Карлос Кастанеда: Нет! Просто мой агент ручается за меня. Это его работа. Но вы свободны задавать мне любые вопросы, направлять яркий свет мне в глаза, продержать меня здесь всю ночь - как в старых кинофильмах.
К.Т.: Вас знают как неизвестного. Почему вы теперь согласились на беседу, после того, как в течение стольких лет отказывались давать интервью?
К.К.: Потому что я подхожу к концу тропы, на которую ступил тридцать лет назад. Будучи молодым антропологом, я отправился на юго-запад за сбором информации - провести полевые исследования лекарственных растений, которые используют местные индейцы. Я собирался написать статью и закончить обучение, и стать профессионалом в своей области. У меня не было ни малейшего интереса к встрече с таинственным человеком, похожим на дона Хуана.
К.Т.: Вы можете, точно описать начало своего пути?
К.К.: Я ожидал автобуса на станции Грейхаунт в Ногалесе, в Аризоне, и разговаривал со своим коллегой-антропологом, который был моим гидом и помогал мне в моих изысканиях. Вдруг он нагнулся ко мне и указал на седого старого индейца в противоположном конце помещения - "Тсс, он не должен заметить, что ты на него смотришь" - и рассказал, что этот индеец является специалистом по пейоту и лекарственным растениям. Это было все, что я хотел услышать. Я набрал в легкие побольше воздуха и направился к этому человеку, которого называли дон Хуан, и сказал ему, что я сам большой авторитет по пейоту. Я предложил ему вместе позавтракать и поговорить со мной - или что-то столь же самонадеянное.
К.Т.: Старая уловка с завтраком. Но ведь на самом деле вы были не слишком сильны в этой области, не так ли?

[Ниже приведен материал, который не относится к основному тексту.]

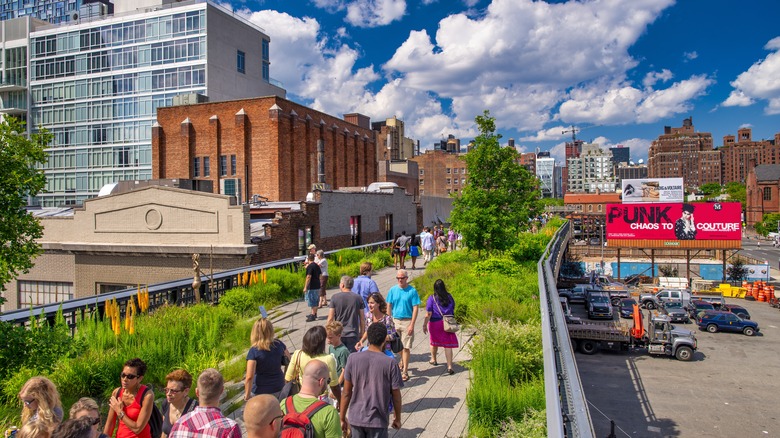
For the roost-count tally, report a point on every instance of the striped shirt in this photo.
(205, 421)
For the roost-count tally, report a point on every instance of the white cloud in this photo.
(654, 76)
(760, 82)
(372, 13)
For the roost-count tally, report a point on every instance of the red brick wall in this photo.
(278, 146)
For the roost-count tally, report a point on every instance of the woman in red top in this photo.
(131, 413)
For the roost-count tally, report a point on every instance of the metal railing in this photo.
(567, 408)
(177, 293)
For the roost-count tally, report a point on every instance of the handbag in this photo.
(293, 386)
(395, 343)
(450, 323)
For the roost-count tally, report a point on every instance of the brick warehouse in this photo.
(266, 146)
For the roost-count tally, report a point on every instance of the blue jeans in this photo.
(368, 432)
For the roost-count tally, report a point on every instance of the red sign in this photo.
(700, 221)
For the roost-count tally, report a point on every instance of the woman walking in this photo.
(264, 361)
(439, 304)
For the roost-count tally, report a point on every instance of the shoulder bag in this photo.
(450, 323)
(293, 386)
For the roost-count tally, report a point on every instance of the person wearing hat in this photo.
(684, 228)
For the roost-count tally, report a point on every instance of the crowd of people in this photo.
(345, 380)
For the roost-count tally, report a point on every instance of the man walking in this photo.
(371, 381)
(263, 417)
(311, 287)
(324, 417)
(364, 285)
(207, 419)
(426, 241)
(403, 304)
(348, 309)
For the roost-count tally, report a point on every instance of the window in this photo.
(35, 293)
(223, 165)
(241, 61)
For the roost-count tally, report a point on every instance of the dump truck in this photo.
(660, 337)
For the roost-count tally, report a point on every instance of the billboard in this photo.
(678, 221)
(653, 190)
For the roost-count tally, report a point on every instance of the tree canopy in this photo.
(21, 177)
(500, 195)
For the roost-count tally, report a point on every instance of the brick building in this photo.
(763, 192)
(739, 152)
(268, 146)
(441, 173)
(684, 153)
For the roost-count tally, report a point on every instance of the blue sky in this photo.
(618, 70)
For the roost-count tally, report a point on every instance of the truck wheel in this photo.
(684, 354)
(588, 347)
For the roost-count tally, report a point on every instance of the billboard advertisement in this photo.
(653, 190)
(678, 221)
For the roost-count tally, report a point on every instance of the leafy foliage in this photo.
(20, 158)
(500, 195)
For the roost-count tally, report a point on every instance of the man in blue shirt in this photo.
(363, 284)
(403, 304)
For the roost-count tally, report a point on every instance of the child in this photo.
(337, 349)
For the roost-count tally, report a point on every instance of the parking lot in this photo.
(730, 389)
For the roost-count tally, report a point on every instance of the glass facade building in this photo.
(96, 87)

К.К.: Я почти ничего не знал о пейоте! Но я продолжал болтать - хвастался своими знаниями, стараясь произвести на него впечатление. Помню, что он просто смотрел на меня и изредка кивал головой, не проронив ни слова. Все усиливающаяся жара заставила меня успокоиться. Я был сражен его молчанием. Так я и стоял, среди обступившего меня хаоса мыслей, пока не подошел автобус дона Хуана. Он попрощался, слегка помахав мне рукой. Я чувствовал себя самонадеянным идиотом, это был конец.
К.Т.: Но также и начало.
К.К.: Да, тогда все и началось. Я узнал, что дон Хуан известен как брухо, что означает "человек, занимающийся медициной, целитель, маг". Теперь моей задачей было узнать, где он живет. Как вам известно, я очень хорошо взялся за это дело, и я добился своего. Я нашел его и однажды пришел к нему, Мы почувствовали симпатию друг к другу и вскоре стали друзьями.
К.Т.: Вы ощутили себя слабоумным, в присутствии этого человека, и тем не менее вы страстно стремились его найти?
К.К.: То, как дон Хуан выглядел на автобусной станции, показалось мне чем-то совершенно исключительным - беспрецедентным событием моей жизни. Было что-то замечательное в его глазах, которые, казалось, светились своим собственным светом. Видите ли, мы - хотя мы, к сожалению, и не хотим этого признать - всего лишь обезьяны, антропоиды, обезьяноподобные. Существуют первичные знания, которые несем мы все, - знания, непосредственно связанные с укоренившейся в нашем мозге личностью, которой два миллиона лет. И мы изо всех сил стараемся подавить их, что приводит к тучности, сердечным болезням, раку.
Именно на этом архаическом уровне меня покорил пристальный взгляд дона Хуана, несмотря на мою досаду и раздражение, которые он не мог не заметить, когда я на автобусной станции пытался выдать себя за знатока.
К.Т.: В конце концов вы стали учеником дона Хуана, а он вашим наставником. Как это произошло?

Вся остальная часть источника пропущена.